How are the questions handled? The question is analysed and through critical thinking and logic, inferences are made to the best explanation, the one most likely to be true. This raises another important point about philosophy; it does not produce definitive answers. Valid reasoning and argument can lead to quite different inferences. Then it is our task to decide which is likely to be the best answer. Once it becomes definitive there are no fundamental arguments left on that issue; we have a fact or a new field of study.
To summarise, Philosophy is the formulation of questions about issues concerning reality, knowledge and other fundamental matters and then, by reasoning and argument, the search for solutions/ explanations.
Let us take a closer look at these activities, using problems in the philosophy of mind as an example. We can start with a very basic question, ‘What is a person?’ Clearly a person is a complex being. He can walk, talk and see. He has brain functions which regulate the body processes. But, the person can do things that seem to go beyond body functions and processes, for example, they can think, take decisions, desire and dream. These mental states seem quite different from body states. The question of what we are and how we work has always been of interest to humans. This has given rise to a mass of common sense explanations and beliefs Some consider these beliefs constitute a theory, sometimes described as Folk Psychology. Although an individual may have deep convictions about some of these beliefs, many of the beliefs are not consistent with each other and with a little probing many are found to have weak foundations.

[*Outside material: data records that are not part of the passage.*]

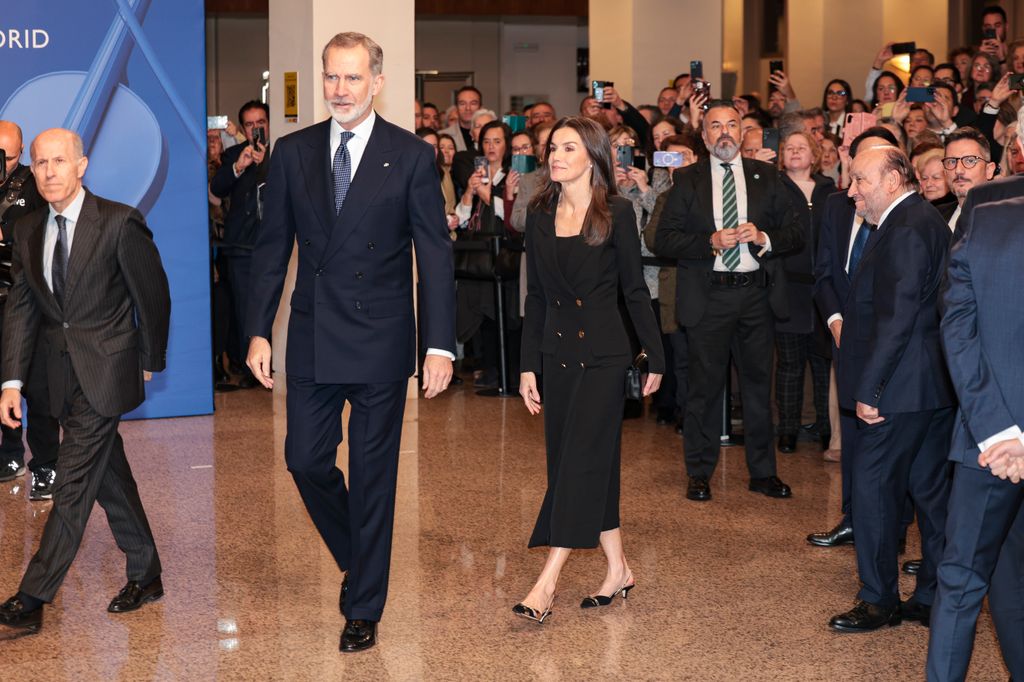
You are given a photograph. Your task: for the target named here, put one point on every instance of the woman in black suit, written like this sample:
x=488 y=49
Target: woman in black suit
x=582 y=248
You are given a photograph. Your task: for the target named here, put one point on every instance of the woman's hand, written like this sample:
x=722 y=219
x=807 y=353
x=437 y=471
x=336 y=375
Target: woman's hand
x=653 y=382
x=527 y=389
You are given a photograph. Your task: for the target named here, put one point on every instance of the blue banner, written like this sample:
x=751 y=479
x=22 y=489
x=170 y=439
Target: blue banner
x=129 y=76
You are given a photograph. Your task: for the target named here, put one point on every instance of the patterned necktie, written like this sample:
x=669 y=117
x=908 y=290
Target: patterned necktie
x=58 y=268
x=859 y=242
x=342 y=171
x=730 y=215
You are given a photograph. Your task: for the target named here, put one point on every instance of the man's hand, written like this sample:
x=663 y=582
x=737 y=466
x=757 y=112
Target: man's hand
x=1005 y=459
x=837 y=329
x=749 y=232
x=868 y=415
x=436 y=375
x=10 y=403
x=527 y=389
x=259 y=360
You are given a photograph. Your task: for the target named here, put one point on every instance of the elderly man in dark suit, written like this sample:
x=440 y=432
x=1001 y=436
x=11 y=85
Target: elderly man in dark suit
x=726 y=220
x=894 y=378
x=982 y=327
x=356 y=193
x=89 y=288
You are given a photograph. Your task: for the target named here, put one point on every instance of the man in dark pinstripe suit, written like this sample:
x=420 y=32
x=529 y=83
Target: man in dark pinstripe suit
x=90 y=290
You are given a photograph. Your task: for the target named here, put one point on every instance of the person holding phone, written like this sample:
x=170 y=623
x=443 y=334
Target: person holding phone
x=243 y=171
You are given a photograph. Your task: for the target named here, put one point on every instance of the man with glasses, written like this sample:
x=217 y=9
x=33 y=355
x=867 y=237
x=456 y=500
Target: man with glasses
x=967 y=164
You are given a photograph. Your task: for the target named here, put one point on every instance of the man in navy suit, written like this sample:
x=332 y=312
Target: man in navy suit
x=356 y=193
x=894 y=377
x=982 y=328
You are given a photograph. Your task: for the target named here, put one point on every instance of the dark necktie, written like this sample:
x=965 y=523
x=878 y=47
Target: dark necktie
x=58 y=268
x=342 y=171
x=859 y=242
x=730 y=215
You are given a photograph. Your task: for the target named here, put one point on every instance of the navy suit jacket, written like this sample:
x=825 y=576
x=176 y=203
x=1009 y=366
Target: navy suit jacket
x=983 y=326
x=891 y=352
x=352 y=320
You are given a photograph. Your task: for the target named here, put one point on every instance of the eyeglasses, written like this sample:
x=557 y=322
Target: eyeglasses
x=949 y=163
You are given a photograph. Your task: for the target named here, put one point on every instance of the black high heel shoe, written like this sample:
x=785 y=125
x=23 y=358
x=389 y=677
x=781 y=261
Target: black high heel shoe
x=531 y=613
x=601 y=600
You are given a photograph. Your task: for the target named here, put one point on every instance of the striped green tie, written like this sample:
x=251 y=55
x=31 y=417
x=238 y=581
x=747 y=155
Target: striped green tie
x=730 y=215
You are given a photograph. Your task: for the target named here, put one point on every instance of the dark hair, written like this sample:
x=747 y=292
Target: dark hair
x=875 y=86
x=597 y=222
x=974 y=135
x=951 y=67
x=873 y=131
x=506 y=131
x=845 y=86
x=251 y=104
x=468 y=88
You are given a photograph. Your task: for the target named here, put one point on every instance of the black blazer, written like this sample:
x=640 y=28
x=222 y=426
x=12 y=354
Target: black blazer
x=583 y=324
x=891 y=352
x=116 y=316
x=688 y=221
x=799 y=266
x=242 y=222
x=352 y=320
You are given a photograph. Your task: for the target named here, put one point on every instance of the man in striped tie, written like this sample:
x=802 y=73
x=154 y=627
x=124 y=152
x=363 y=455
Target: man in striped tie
x=727 y=220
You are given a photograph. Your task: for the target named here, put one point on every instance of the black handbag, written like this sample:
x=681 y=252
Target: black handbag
x=635 y=377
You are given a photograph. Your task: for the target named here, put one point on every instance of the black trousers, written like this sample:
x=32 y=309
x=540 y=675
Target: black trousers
x=984 y=553
x=905 y=454
x=356 y=521
x=744 y=316
x=795 y=351
x=93 y=468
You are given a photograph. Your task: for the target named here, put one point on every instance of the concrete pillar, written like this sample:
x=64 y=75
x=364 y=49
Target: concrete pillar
x=641 y=45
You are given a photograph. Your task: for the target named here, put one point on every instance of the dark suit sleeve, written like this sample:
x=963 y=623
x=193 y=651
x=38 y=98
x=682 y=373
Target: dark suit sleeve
x=535 y=306
x=143 y=272
x=904 y=271
x=273 y=248
x=434 y=261
x=673 y=237
x=980 y=397
x=627 y=243
x=20 y=313
x=824 y=286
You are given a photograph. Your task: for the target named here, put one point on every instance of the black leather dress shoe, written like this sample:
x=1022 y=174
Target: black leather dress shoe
x=914 y=610
x=772 y=486
x=841 y=535
x=357 y=636
x=911 y=567
x=13 y=614
x=697 y=488
x=133 y=595
x=865 y=617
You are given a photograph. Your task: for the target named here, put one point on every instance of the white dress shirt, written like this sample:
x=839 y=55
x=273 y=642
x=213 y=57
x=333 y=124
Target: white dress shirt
x=356 y=146
x=49 y=242
x=747 y=261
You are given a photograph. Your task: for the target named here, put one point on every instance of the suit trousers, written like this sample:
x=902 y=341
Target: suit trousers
x=744 y=316
x=795 y=351
x=984 y=553
x=356 y=521
x=93 y=468
x=905 y=454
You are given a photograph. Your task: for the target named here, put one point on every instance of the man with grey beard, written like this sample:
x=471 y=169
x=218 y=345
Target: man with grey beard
x=727 y=220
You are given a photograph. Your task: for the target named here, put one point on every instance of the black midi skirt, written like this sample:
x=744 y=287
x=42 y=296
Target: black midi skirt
x=583 y=428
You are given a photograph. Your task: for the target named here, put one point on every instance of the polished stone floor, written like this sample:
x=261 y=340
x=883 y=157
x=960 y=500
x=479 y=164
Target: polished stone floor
x=726 y=590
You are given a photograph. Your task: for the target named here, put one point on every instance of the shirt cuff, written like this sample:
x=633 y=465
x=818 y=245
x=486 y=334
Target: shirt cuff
x=438 y=351
x=1006 y=434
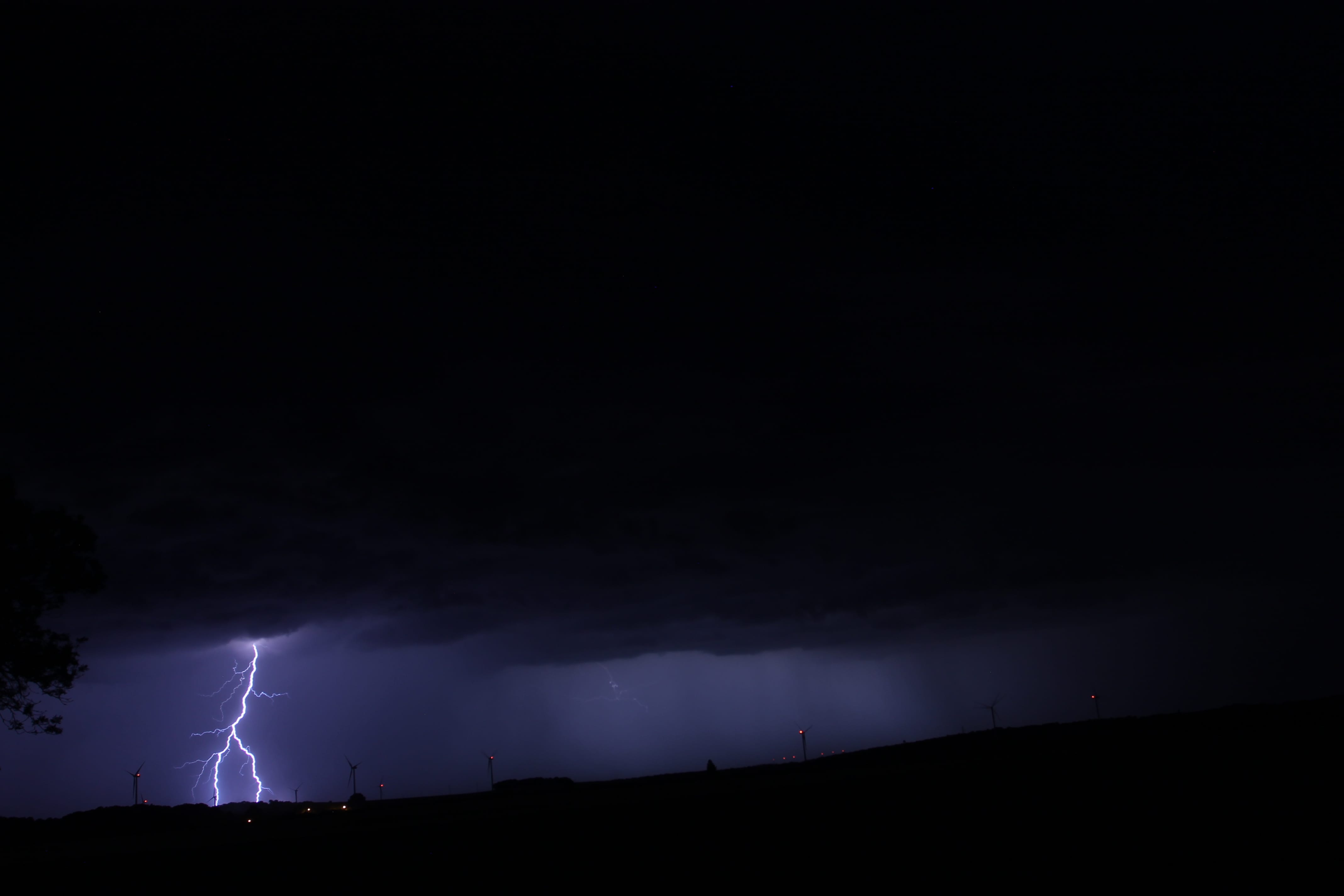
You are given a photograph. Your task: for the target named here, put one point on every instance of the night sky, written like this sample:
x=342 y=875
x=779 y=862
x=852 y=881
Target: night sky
x=617 y=390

Take the assertion often made on religious grounds, that there is a soul quite separate from the body. That it is the soul that is the person, it is linked with the body but does not die with the body. In examining this belief we do not have to probe very far before difficulties start to appear. Where in the body does the soul reside? How does it leave the body when the body dies? How does the soul/ mind direct the physical body without exercising some physical force (assuming the soul is immaterial)?
It rapidly becomes obvious that any attempt to reconcile all the disparate common sense and religious beliefs would be an exercise in futility, many of them are mutually exclusive. So, what does the philosopher do? Put simply, probably over simply but it will serve in this context, they will start by formulating the fundamental questions to be addresses, this initial analysis and the precision that comes from it can be of great importance. Then through a process of critical argument develop explanations which are valid and hopefully take us nearer to the truth (at least in terms of producing better questions). Certainly there is nothing definitive about thinking in this field: at present there are at least seven schools of thought on the mind-body problem. Does this mean that the activity is pointless? No, there has been progress. In the area of philosophy concerning mind there were equal differences about brain activity; eventually there was sufficient consensus and methodology for psychology to become a fully fledged science.
Now with the work that has been done on the biological basis of behaviour and developments in neuroscience, most areas of the brain have been charted. Perhaps the mind-body problem will never be resolved to certainty but the continuing search is important. From this brief discussion of the mind/body problem a more useful concise definition might be ‘The critical examination of the grounds for fundamental beliefs and an analysis of the basic concepts employed in the expression of such beliefs’. But, that still does not get you very far. Theory is useful but philosophy is essentially an activity.